Very good explanation there. I understand what u meant. But as far as i know, the clock you meant are probably the bandwidth over the transfer protocol. More bandwidth mean more data can be transfered per given time. Low quality cable may result in loss packet (never happen to me), the data are resent and this repeat over and over again and the only downside is loss of transfer speed. If the client require transfer of data in realtime, there may be loss of data. This make sense in realtime digital audio (the data lost maybe some high note or some low note).


----------



## Skorpitarius

Silver is absolutely better for audio signals and sounds clearer, more open, better low end and much more 3D positioning .
 I have done many A/B comparisons over the years and am completely convinced of this.
 The people that say otherwise are either deaf or too broke to get silver cabling .


----------



## sanderx

Quote:


  Originally Posted by *Jon L* /img/forum/go_quote.gif 
_The difference between copying data files vs. digital audio transmission is that the latter has the clock component to complicate matters.
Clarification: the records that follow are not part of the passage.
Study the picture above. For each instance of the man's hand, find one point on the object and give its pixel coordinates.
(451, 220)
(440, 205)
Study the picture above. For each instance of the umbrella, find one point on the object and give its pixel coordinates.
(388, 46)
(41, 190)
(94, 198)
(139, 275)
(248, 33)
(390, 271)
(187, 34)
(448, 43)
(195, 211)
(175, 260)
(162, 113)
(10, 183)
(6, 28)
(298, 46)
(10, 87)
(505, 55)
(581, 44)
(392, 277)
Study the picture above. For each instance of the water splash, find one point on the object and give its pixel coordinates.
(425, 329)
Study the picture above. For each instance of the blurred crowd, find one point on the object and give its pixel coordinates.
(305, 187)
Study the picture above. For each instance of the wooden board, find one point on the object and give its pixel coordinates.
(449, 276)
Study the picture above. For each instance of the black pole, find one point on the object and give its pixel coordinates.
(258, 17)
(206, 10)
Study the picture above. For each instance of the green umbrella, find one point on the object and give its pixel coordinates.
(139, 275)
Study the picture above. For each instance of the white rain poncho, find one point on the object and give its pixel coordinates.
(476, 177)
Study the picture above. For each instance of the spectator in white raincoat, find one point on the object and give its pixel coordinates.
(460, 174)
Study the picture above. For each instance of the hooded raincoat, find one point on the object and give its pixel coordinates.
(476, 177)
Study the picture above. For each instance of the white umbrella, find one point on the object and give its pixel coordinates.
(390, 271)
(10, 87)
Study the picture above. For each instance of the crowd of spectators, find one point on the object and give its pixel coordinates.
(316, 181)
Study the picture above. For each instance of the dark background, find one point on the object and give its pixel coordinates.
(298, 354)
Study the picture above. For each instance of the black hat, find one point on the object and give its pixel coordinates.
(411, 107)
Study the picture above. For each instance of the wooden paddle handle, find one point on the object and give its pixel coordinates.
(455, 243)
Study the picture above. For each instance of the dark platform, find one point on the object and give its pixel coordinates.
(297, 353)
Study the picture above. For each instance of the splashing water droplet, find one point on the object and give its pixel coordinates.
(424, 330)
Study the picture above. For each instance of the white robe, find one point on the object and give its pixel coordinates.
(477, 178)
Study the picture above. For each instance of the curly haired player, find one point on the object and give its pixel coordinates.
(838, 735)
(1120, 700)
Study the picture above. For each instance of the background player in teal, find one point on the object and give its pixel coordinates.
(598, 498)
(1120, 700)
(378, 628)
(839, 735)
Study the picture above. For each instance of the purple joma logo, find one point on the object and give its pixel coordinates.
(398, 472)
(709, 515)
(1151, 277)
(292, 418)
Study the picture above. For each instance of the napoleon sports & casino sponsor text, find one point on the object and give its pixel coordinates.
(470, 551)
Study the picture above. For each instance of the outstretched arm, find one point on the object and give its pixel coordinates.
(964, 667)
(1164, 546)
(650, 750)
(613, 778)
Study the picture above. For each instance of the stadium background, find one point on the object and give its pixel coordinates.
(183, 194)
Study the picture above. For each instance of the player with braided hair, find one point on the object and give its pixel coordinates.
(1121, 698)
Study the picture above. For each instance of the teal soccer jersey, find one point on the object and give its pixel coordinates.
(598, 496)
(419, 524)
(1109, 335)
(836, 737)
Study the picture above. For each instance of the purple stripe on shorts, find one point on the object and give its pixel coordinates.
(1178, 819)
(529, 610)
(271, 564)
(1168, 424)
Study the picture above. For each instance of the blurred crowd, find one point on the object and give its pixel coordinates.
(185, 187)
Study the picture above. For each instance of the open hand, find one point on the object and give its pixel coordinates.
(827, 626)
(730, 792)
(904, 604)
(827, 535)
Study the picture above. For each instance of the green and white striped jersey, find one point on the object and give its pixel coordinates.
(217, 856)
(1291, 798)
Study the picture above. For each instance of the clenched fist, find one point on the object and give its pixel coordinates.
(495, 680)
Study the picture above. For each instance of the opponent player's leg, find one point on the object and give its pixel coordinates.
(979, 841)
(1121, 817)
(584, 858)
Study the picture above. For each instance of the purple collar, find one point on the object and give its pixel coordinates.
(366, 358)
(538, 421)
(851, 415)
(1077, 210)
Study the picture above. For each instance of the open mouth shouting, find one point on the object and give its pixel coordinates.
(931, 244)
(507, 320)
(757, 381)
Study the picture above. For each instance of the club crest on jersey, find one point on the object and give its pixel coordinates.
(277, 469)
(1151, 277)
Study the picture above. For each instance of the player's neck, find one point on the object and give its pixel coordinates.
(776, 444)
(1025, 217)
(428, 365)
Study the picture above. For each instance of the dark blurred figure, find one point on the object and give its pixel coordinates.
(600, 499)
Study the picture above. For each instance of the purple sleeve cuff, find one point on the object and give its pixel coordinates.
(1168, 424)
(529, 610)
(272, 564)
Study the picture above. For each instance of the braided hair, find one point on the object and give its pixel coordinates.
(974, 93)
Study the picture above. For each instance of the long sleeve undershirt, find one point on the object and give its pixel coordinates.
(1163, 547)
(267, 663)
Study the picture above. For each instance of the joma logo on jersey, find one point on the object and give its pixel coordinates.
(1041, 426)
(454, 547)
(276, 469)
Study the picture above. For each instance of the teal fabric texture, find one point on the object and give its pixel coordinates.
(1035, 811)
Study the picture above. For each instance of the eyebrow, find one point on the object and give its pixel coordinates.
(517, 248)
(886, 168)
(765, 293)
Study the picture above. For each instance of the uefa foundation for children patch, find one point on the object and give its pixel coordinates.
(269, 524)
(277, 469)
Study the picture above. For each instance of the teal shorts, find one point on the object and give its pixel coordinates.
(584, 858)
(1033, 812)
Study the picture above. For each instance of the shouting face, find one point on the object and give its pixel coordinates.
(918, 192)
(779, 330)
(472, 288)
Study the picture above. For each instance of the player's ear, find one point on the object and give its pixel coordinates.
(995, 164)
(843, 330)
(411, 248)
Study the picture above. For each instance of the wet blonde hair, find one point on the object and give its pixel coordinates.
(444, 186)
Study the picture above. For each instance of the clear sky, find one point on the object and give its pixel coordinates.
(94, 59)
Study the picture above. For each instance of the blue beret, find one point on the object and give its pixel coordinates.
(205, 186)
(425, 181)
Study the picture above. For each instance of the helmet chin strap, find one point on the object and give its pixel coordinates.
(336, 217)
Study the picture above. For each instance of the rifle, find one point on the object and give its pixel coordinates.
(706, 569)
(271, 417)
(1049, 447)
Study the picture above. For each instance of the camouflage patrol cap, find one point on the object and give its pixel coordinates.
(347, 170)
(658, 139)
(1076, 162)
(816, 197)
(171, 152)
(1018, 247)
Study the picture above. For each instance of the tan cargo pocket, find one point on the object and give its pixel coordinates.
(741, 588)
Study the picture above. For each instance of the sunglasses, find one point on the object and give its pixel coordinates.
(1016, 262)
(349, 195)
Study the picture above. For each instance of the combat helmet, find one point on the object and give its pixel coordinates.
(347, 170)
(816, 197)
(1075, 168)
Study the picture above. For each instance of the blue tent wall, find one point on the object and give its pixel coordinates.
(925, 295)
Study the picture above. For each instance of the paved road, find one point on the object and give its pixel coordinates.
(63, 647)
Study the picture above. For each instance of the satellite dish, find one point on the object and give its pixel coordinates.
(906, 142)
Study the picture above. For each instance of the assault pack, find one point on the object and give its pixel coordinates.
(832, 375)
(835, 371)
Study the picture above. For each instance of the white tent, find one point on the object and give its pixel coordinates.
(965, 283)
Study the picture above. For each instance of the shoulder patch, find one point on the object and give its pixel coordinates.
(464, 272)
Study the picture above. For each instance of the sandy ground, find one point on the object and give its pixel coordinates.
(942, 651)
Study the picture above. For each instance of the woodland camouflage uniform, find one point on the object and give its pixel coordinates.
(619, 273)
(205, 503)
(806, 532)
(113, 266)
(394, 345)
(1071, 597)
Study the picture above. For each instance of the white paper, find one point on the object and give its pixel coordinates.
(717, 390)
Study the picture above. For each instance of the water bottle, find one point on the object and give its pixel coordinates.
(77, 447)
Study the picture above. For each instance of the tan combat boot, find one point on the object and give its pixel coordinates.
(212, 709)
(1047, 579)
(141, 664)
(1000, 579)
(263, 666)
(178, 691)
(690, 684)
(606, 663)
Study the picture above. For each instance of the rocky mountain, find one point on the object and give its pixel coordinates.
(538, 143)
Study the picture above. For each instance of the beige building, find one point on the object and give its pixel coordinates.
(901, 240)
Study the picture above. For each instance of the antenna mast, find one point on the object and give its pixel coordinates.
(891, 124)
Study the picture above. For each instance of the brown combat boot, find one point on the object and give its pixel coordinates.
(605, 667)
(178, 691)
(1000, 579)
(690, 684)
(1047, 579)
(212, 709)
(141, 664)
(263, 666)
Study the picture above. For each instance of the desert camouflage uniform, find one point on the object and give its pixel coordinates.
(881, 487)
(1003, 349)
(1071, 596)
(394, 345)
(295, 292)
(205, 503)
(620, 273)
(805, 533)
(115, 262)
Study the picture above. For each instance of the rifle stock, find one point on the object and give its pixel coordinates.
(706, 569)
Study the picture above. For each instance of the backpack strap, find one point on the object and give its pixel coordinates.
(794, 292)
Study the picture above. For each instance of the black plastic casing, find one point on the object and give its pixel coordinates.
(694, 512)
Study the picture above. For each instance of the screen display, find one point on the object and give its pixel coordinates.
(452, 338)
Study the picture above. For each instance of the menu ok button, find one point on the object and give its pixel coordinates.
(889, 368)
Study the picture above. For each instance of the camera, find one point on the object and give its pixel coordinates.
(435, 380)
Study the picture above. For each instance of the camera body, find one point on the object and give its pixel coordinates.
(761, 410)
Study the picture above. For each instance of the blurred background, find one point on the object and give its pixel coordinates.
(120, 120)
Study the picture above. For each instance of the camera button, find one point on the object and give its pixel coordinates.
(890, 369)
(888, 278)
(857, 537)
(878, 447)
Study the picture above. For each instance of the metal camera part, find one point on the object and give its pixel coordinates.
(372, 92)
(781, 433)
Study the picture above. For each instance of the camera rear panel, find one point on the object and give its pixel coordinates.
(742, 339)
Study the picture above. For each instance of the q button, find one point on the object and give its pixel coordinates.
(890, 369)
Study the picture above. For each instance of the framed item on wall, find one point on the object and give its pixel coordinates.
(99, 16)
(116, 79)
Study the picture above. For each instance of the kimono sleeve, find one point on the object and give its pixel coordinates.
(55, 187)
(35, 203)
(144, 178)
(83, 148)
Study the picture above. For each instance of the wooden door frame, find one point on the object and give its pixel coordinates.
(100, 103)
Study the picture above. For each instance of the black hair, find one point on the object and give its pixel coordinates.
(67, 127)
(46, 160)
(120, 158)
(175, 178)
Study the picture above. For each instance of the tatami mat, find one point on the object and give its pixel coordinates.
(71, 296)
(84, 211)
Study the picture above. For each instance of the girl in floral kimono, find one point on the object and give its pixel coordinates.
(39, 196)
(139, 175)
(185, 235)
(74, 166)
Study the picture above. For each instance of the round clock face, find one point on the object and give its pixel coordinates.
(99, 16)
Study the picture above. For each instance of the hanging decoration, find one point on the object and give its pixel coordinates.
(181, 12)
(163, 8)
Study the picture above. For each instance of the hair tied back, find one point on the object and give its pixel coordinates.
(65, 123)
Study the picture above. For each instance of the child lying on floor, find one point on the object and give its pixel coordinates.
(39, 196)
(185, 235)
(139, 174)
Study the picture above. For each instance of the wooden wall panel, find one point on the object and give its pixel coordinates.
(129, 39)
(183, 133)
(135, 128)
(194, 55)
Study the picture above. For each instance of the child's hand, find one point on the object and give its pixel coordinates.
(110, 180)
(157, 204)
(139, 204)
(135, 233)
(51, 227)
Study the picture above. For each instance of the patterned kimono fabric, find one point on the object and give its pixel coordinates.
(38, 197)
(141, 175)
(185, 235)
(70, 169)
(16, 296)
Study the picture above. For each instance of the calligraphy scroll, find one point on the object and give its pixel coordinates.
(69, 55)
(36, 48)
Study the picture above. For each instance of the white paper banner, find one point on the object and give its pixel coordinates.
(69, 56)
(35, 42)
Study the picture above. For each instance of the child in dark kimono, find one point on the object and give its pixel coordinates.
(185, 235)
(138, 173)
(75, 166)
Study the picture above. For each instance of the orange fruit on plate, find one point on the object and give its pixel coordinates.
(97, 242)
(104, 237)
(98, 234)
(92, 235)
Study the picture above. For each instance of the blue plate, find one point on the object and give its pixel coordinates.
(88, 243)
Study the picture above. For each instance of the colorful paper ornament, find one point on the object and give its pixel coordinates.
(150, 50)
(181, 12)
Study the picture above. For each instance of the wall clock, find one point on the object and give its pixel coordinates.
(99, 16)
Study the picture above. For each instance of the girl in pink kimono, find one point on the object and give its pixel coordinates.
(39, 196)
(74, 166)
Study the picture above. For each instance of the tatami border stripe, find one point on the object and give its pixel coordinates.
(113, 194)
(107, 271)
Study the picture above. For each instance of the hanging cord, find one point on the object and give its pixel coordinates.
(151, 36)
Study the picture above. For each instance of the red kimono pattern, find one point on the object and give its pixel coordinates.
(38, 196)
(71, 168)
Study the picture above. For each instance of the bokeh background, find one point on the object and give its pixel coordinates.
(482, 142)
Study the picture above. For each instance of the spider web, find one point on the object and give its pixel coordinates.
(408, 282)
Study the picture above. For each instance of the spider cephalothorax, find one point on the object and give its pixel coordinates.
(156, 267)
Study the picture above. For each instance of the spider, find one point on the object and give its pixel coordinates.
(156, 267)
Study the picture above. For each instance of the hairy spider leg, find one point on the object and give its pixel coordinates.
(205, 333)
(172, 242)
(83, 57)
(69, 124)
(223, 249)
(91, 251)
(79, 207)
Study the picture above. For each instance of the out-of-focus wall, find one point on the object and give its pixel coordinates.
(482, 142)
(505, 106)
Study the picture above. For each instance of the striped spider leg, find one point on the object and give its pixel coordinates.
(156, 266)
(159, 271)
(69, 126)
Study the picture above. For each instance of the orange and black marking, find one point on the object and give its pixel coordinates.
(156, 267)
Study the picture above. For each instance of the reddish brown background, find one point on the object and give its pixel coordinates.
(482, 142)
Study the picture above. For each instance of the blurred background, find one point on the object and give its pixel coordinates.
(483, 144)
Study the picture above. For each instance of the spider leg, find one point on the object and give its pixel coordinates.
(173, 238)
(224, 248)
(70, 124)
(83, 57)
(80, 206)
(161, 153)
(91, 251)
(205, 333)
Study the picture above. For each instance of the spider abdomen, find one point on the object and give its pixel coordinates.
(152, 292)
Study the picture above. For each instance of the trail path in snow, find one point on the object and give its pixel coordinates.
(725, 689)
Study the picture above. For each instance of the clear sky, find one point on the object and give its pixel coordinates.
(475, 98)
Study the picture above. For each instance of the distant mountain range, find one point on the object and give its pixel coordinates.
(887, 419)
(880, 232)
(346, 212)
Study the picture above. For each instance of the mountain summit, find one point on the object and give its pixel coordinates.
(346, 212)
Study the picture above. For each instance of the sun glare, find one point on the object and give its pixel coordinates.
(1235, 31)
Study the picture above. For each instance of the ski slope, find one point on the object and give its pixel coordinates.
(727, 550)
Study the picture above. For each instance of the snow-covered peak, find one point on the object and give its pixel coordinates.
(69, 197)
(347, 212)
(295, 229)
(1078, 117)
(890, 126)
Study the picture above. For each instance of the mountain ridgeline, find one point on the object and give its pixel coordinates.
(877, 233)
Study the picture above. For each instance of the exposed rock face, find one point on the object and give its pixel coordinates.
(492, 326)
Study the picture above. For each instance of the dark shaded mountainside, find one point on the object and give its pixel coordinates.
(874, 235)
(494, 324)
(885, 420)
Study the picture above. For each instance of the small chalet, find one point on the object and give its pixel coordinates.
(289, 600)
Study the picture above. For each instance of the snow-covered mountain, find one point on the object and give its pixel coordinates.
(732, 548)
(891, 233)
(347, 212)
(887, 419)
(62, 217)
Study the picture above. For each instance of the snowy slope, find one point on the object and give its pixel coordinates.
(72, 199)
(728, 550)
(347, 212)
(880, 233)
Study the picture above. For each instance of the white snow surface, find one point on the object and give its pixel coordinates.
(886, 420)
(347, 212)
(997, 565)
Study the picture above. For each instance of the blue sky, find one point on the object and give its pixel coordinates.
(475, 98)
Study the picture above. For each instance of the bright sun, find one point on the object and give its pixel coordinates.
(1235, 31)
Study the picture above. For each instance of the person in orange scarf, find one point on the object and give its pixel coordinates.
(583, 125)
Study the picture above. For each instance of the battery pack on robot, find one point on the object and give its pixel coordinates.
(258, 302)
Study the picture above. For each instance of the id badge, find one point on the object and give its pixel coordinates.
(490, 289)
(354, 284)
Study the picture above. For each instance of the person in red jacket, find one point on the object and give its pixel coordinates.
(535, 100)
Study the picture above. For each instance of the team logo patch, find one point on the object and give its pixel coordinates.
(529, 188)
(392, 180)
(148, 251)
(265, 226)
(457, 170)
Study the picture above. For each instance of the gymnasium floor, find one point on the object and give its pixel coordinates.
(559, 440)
There's a pretty good explanation here:
 (quote)
 The Clock is Analog

 [snip]

 Enter SPDIF. (unquote)_

 

You know, one could say the same about, let us say, ethernet. Or adsl. Or Sata. Or ... well, any digital transport that sends clock and data over the same wire (or optical transport). There is no essential difference there between those and SPDIF. You either get the correct bits or you don't. If you get the correct bits, its all the same to the DAC / LAN / HDD controller. Its still just bits. 

 Bits which need clock to be recovered. Ever tried to hear the difference of silver sata cables transporting the bits from the hard disk to the audio player?


----------



## terriblepaulz

Quote:


  Originally Posted by *Skorpitarius* /img/forum/go_quote.gif 
_Silver is absolutely better for audio signals and sounds clearer, more open, better low end and much more 3D positioning .
 I have done many A/B comparisons over the years and am completely convinced of this.
 The people that say otherwise are either deaf or too broke to get silver cabling ._

 

James Randi has $1,000,000.00 just waiting for you. Think of the upgrades!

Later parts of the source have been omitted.